Reference: azure-activedirectory-library-for-python and active-directory/develop/v1-oauth2-implicit-grant-flow.

# adal is azure-activedirectory-library-for-python. install it first.
from adal import AuthenticationContext


# get access token implictly with username and password.
def get_token():
    client_id = "a30***1ae1dcde27e"
    resource_uri = "https://analysis.windows.net/powerbi/api"
    user_name = "d**.com"
    user_password = "password"

    auth_context = AuthenticationContext("https://login.microsoftonline.com/your_tenant_name")
    token_response = auth_context.acquire_token_with_username_password(resource_uri, user_name, user_password, client_id)
    token = "Bearer " + token_response["accessToken"]
    return token

 

Best Regards,
Dale

Community Support Team _ Dale
If this post helps, then please consider Accept it as the solution to help the other members find it more quickly.

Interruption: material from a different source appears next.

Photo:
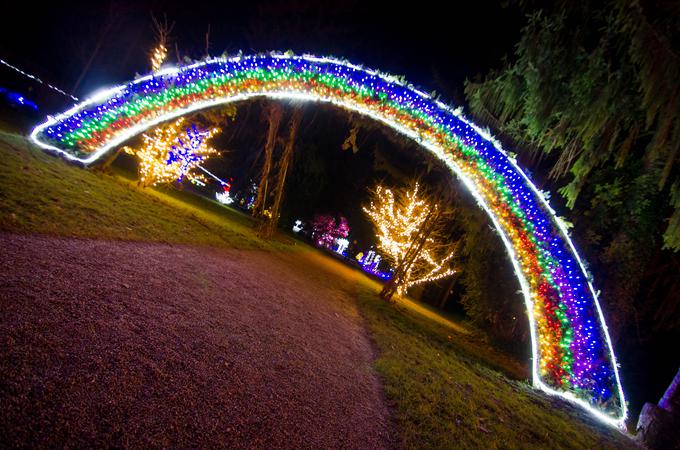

I think your answer is unrelated to the problem of authorization, since it only talks about authentication.
tripleacoder
Helper I
Helper I

Hi,

I'm trying to do the same thing:

https://community.powerbi.com/t5/Developer/Power-Bi-REST-API-401-Authorization-error-when-using-app-...

 

You can't generate an app key when you have selected Native app type. You have to select Web/API.

 

This sample shows you how to use the app secret:

https://github.com/azure-samples/active-directory-dotnet-daemon

 

 

I get 401 errors when I try to call the REST API though. This is even though my app has been granted permissions by a Global Admin.

 

Hello,

Thanks for the answer, By using a Web App I haven't any problem to perform a login with no GUI for authentication. However I got a 401 error when I try to call the REST API like you.

 

For Power BI Service I've granted any king of delegate authorizations that requires no administrator privileges. However I've a problem to grant the authorization "Access the directory as the signed-in user" even if doesn't require administrator privileges. Maybe is this the problem?

 

Capture.PNG

 

I am not sure the Delegated permissions are used at all when authenticating using an app key/service principal...

 

https://docs.microsoft.com/en-us/azure/active-directory/develop/v1-permissions-and-consent#types-of-...

 

Types of permissions

Azure AD defines two kinds of permissions:

  • Delegated permissions - Are used by apps that have a signed-in user present. For these apps, either the user or an administrator consents to the permissions that the app requests and the app is delegated permission to act as the signed-in user when making calls to an API. Depending on the API, the user may not be able to consent to the API directly and would instead require an administrator to provide "admin consent".
  • Application permissions - Are used by apps that run without a signed-in user present; for example, apps that run as background services or daemons. Application permissions can only be consented by an administrator because they are typically powerful and allow access to data across user-boundaries, or data that would otherwise be restricted to administrators.